If you are perspective PhD student interested in coming to EPFL and working with me, please do apply through EDIC and mention my name in your application.

PUBLICATIONS

Recent publications and preprtints:

• Yanina Y. Shkel, and H. Vincent Poor
  A Compression Perspective on Secrecy Measures
  IEEE Journal on Selected Areas in Information Theory, vol. 2, no. 1, pp. 163-176, March 2021
  [LINK]
  
  
• Yanina Y. Shkel, Rick S. Blum, and H. Vincent Poor
  Secrecy by Design With Applications to Privacy and Compression
  IEEE Transactions on Information Theory, vol. 67, no. 2, pp. 824-843, Feb. 2021
  [LINK]
  
  
• Henri Hentilä, Yanina Y. Shkel, and Visa Koivunen
  Secret Key Generation Over Wireless Channels using short Blocklength Multilevel Source Polar Coding
  IEEE International Conference on Acoustics, Speech and Signal Processing (ICASSP), 2021
  [LINK]
  
  Henri Hentilä, Yanina Y. Shkel, Visa Koivunen, and H. Vincent Poor
  On Polar Coding For Finite Blocklength Secret Key Generation Over Wireless Channels
  IEEE International Conference on Acoustics, Speech and Signal Processing (ICASSP), 2020
  [LINK]
  
  

TEACHING

• COM-622: Topics in Information-Theoretic Cryptography Fall 2020, Fall 2021 (EPFL)
  

  This is a theoretical graduate course that will survey the interaction between information theory, cryptography, security, and privacy. This course will mainly focus on questions related to secrecy and information. We will ask very basic theoretical questions like: What is information? What does it mean to keep information secret? How do we model informatoin secrecy mathematically? What kinds of resources (randomness, computation, communication, etc.) are needed to achieve this? Topics covered in the course include perfect secrecy, information-theoretic secret key generation, randomness extraction, information leakage measures like differential privacy, mutual information, as well as some emerging approaches like maximal leakage and perfect privacy.

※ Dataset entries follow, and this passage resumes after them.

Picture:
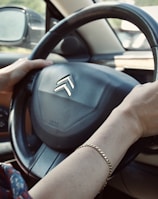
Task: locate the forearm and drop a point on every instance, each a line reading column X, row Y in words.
column 84, row 173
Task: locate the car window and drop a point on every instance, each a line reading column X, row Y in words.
column 36, row 24
column 129, row 35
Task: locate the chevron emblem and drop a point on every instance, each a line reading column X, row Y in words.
column 65, row 84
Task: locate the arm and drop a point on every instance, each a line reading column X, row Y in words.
column 83, row 173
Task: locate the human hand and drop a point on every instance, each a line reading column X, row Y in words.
column 142, row 104
column 13, row 73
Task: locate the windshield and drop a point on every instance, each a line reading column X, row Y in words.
column 129, row 35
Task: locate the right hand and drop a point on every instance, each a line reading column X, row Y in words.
column 142, row 103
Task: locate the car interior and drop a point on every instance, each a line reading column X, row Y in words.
column 100, row 51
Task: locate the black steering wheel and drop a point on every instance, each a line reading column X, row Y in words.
column 67, row 102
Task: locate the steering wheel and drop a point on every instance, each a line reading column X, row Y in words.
column 67, row 102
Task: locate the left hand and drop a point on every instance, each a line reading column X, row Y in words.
column 13, row 73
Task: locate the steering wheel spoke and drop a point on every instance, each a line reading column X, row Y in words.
column 69, row 101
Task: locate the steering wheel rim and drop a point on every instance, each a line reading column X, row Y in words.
column 31, row 163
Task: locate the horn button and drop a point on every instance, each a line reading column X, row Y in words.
column 68, row 102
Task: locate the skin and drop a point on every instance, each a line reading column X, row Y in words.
column 83, row 174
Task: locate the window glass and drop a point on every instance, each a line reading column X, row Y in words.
column 36, row 24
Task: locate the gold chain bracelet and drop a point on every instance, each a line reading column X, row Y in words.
column 102, row 154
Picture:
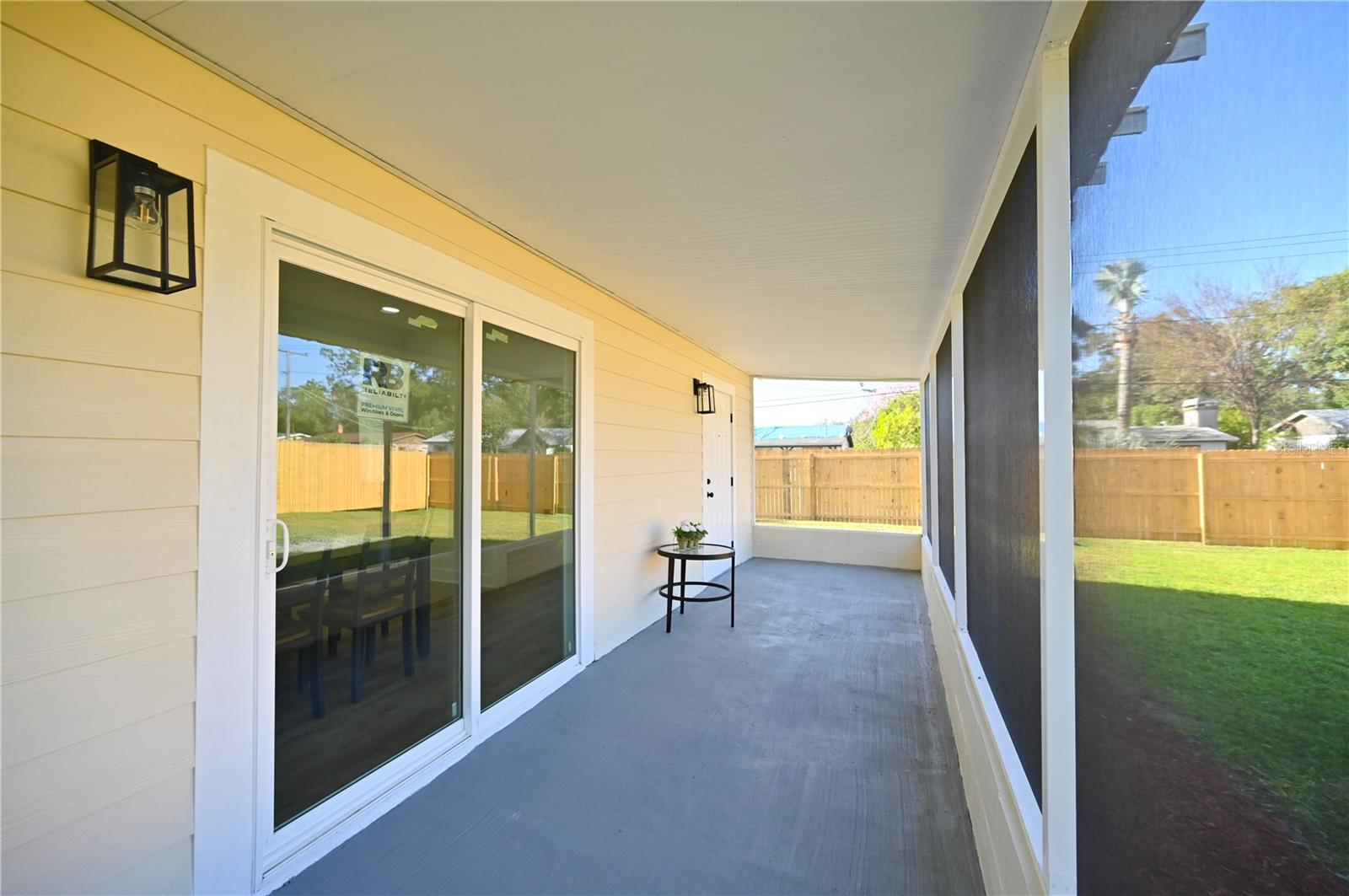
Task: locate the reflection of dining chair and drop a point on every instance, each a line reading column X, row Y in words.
column 422, row 561
column 384, row 590
column 300, row 621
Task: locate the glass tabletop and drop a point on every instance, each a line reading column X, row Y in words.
column 705, row 550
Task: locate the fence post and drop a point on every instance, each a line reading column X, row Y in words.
column 1204, row 512
column 809, row 486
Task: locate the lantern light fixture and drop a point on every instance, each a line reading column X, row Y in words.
column 705, row 394
column 141, row 223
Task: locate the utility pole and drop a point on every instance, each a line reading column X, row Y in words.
column 288, row 352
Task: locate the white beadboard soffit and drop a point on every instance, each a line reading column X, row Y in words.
column 788, row 184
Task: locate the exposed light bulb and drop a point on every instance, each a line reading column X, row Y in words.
column 143, row 212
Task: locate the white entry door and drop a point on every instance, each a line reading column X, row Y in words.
column 719, row 474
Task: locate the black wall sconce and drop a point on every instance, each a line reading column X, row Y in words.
column 706, row 397
column 141, row 223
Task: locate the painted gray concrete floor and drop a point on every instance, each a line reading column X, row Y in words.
column 807, row 750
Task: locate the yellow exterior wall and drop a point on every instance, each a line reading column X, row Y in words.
column 101, row 419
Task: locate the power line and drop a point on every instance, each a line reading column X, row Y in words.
column 1234, row 260
column 1254, row 239
column 814, row 401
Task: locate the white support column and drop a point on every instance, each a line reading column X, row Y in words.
column 961, row 584
column 1056, row 577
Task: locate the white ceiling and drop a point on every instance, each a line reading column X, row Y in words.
column 788, row 184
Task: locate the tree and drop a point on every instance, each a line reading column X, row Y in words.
column 1319, row 334
column 1124, row 289
column 896, row 424
column 1236, row 348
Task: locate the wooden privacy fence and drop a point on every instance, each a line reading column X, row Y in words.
column 840, row 486
column 1286, row 498
column 1281, row 498
column 321, row 478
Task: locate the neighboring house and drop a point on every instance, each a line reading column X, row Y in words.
column 401, row 440
column 816, row 436
column 1198, row 431
column 885, row 193
column 1315, row 428
column 551, row 440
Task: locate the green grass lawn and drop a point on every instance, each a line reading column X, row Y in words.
column 1248, row 651
column 310, row 530
column 820, row 523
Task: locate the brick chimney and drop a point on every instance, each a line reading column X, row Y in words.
column 1200, row 412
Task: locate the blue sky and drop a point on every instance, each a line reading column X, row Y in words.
column 1244, row 164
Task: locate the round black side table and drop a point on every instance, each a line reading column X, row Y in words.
column 705, row 550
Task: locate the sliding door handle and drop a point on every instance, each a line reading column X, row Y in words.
column 285, row 544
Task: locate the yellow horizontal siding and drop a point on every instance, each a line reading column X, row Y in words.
column 101, row 416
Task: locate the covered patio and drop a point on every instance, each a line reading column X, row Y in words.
column 806, row 750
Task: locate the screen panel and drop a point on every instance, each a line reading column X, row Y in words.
column 1002, row 466
column 927, row 459
column 1211, row 170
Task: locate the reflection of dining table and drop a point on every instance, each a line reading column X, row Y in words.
column 344, row 568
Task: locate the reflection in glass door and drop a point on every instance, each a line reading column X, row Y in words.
column 528, row 554
column 368, row 609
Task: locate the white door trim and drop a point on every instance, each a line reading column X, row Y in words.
column 246, row 211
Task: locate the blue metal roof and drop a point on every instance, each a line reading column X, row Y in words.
column 818, row 431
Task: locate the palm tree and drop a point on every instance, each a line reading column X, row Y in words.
column 1124, row 287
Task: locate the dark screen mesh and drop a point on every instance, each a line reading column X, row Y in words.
column 1002, row 464
column 944, row 483
column 1211, row 174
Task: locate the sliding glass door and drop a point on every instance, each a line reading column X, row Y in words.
column 529, row 491
column 368, row 612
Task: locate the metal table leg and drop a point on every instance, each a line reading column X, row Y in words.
column 683, row 582
column 669, row 594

• EE-205: Signals and Systems Spring 2020, Spring 2021 (EPFL)
  

  The design of advanced systems (such as WiFi, cell phones, drones, airplanes) requires a thorough theoretical underpinning. This is a second year class that teaches one of the most powerful and important pillars: The theory of linear time-invariant (LTI) systems. These systems serve both as models of physical reality (such as the wireless channel) and as engineered systems (such as filters and control strategies). The class covers the following topics: LTI Systems; The Frequency Response of stable LTI Systems; Fourier Techniques for stable LTI Systems (with applications to Communication Systems and Signal Processing); Laplace and Z-Transform Techniques for LTI Systems (with applications to Control Systems).

• ELE-205: Information Signals Spring 2019 (Princeton Universty)
  

  Signals that carry information play a central role in technology and engineering, ranging from sound and images to MRI, communication, radar, multimedia interaction, and robotic control. This course teaches mathematical tools to analyze, manipulate, dissect, and preserve information signals. A major focus of the course is transforms - in particular, the Fourier, Laplace, and z- transforms - which reveal the frequency spectrum of signals and can make them easier to manipulate. We also study sampling, the process of converting a signal from continuous to digital, and which transforms to use depending on the waveform. Additional topics covered include linear time-invariant systems, modulation, quantization, and stability.

• ELE-530: Theory of Detection and Estimation Fall 2018 (Princeton University)
  

  An introduction to the fundamental theoretical principles of signal processing related to detection and estimation. The level of this course is suitable for research students in communications, control, signal processing, and related areas.